The tutor tells Furnace about several scientific discoveries. These include:
- an android capable of computing vulgar fractions and composing sonnets;
- a hollow tube leading through the earth to the Kerguelen Islands (where a Dutch navigator Rhuyghens is said to have found an "abysmal pit");
- a solution to squaring the circle;
- a perpetual motion machine;
- the tachypomp.
Tachypomp
The term "tachypomp" refers to a fictional device theoretically capable of attaining infinite speed. The machine itself is a series of trains (or any train-like vehicle) each half the length of the preceding, stacked vertically. The trains would thus move in tandem, and their speeds would be added to find the speed of the train on top. For instance, if the bottom train were moving 40 miles per hour and the train above that 40 miles per hour, then the speed of the higher train would be 80 miles per hour.
Though an interesting idea in theory, the special theory of relativity dictates that the speed of light in vacuum is absolute and represents an ultimate speed limit for the universe (at least locally).

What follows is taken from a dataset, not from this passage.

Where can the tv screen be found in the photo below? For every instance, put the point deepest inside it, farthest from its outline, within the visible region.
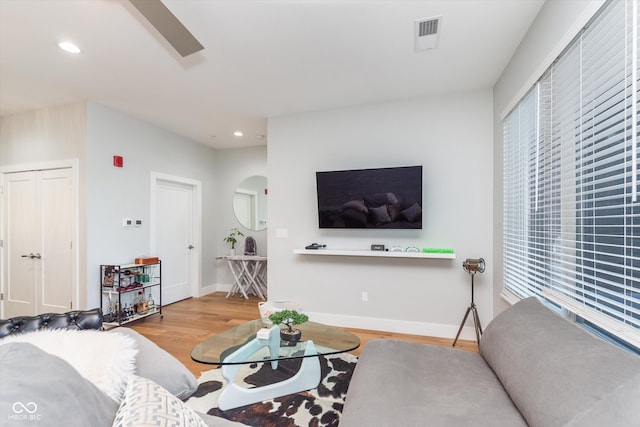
(370, 198)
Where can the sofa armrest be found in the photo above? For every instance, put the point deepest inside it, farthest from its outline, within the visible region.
(79, 319)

If a Tachypomp were constructed, relativistic principles such as length contraction and time dilation would prevent any component of the system from achieving or exceeding the speed of light.
The final line of the story, "Still I can see no reason why the Tachypomp should not have succeeded. Can you?" would be addressed thirty years later, when these relativistic effects were laid out by Albert Einstein in 1905.
References
- ↑ Waugh, Charles; Asimov, Isaac; Greenberg, Martin Harry, eds. (1981). Isaac Asimov Presents the Best Science Fiction of the 19th Century. Beaufort Books. p. 113. ISBN 9780825300387.
- ↑ "E.P. Mitchell Dies; 50 Years on the Sun". The New York Times. January 23, 1927. Retrieved 28 July 2020.
- 1 2 Moskowitz, Sam, ed. (1973). "Introduction". The Crystal Man: Landmark Science Fiction. Doubleday. ISBN 9780385031394.
- ↑ Fowler, David (May–June 2010). "Mathematics in Science Fiction, Mathematics as Science Fiction". World Literature Today. 84 (3): 48–52. doi:10.1353/wlt.2010.0188. S2CID 115769478.
- ↑ Silverberg, Robert (2000). The Androids Are Coming: Philip K. Dick, Isaac Asimov, Alfred Bester, and More. Wildside Press. p. 10. ISBN 9781587152405.